First off, I'm trying to fix something that I didn't build to begin with and the guy who's project it was assures me it was working fine when he left, although a version I haven't touched since he left seems to have the same issues. I'm also a bit new to programming in general so let me know if I've left out important information in my first post and I will try to add more info.

I have a flash application hosted on-line that acts as a client for a server application written in Delphi. Most of the communication is done using sockets, which work fine. Uploading data files and downloading results files is done using HTTP requests, which work fine as long as the user is making use of an instance of the server on another computer.

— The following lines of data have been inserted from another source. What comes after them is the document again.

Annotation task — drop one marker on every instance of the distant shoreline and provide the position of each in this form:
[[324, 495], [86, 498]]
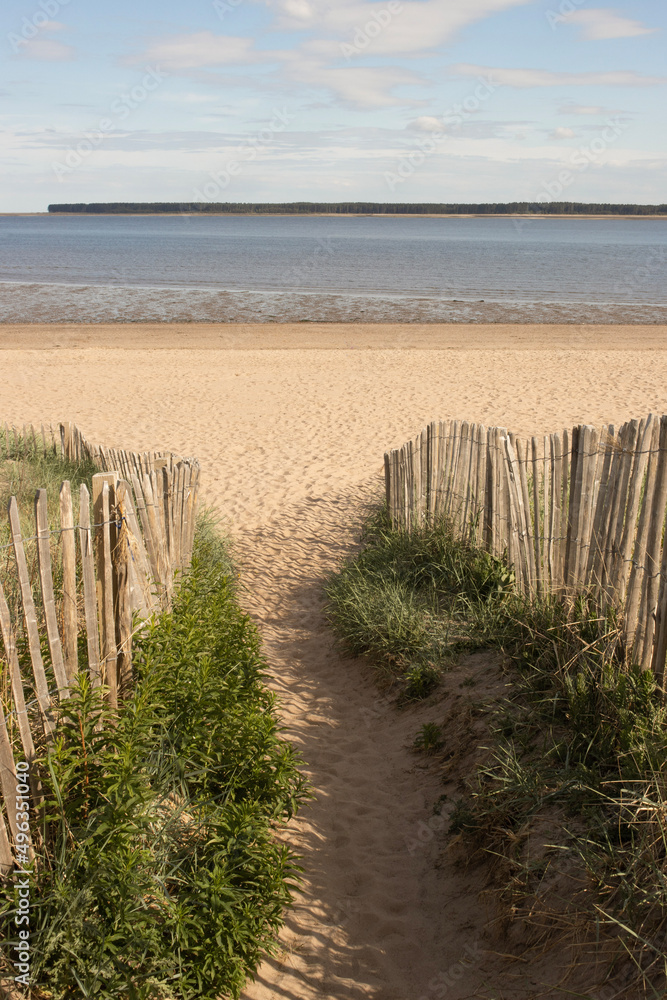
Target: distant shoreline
[[332, 215]]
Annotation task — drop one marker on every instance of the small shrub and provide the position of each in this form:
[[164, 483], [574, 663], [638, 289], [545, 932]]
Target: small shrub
[[161, 875], [429, 738]]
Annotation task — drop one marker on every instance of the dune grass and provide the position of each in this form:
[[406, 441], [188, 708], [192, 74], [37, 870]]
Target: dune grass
[[158, 872], [578, 747]]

However, if the user has the server application installed on their own computer and attempts to use it specifying localhost as the url, the socket communication still works, but the HTTP requests don't.

All the socket based communication works fine and, when it is not on the localhost, all the HTTP requests work fine as well, which is why this is so mystifying to me. I've tried changing the flash cross-domain policy file that the server dispatches to be completely permissive, all ports, all domains, all http-request-headers, and still no luck.

The Flash app will sit waiting for localhost indefinitely most of the time until I close the server application, and then give this error message:

Error #2044: Unhandled SecurityErrorEvent:. text=Error #2048: Security sandbox violation: http://abcde.com/Testing.swf cannot load data from http://localhost:2188/guid=53D569A8-56EA-4AC2-BDA0-2F43525E1378.

I've tried hosting it on multiple computers, each machine can access the instance on another just fine, but won't work when it tries to work with its own instance.

Also, if I simply put http://localhost:2188/guid=53D569A8-56EA-4AC2-BDA0-2F43525E1378 in to a web browser, the results file I am trying to get pops up just fine.

Here's the chunk of code in the flash app that attempts to download the file:

private function downloadFile():void
{
    trace("downloadFile: " + this.guid + " from " + this.server.URL);
    fileRef.addEventListener(IOErrorEvent.IO_ERROR, ioErrorHandler);
    fileRef.addEventListener(ProgressEvent.PROGRESS, downloadProgressHandler);
    var ur:URLRequest = new URLRequest("http://" + _server.URL + ":" + _server.port);
    ur.url += "/guid=" + _guid;
    ur.method = URLRequestMethod.GET;
    fileRef.download(ur, _filename);
    _downloadStart = true;
}

If anyone has any insight at all, I would be grateful because I am completely out of ideas here.

Answer 1

This is a limitation of the flash player's security model. To get around this problem, you can package your flash as an AIR application and have many of these security restrictions lifted.

You may also have better success if you host your flash file on a web server instead of accessing the .swf locally.

Another thing that you won't be able to do is access local files from the flash player, this is another example of something you can do with the AIR runtime that you cannot do in the flash player.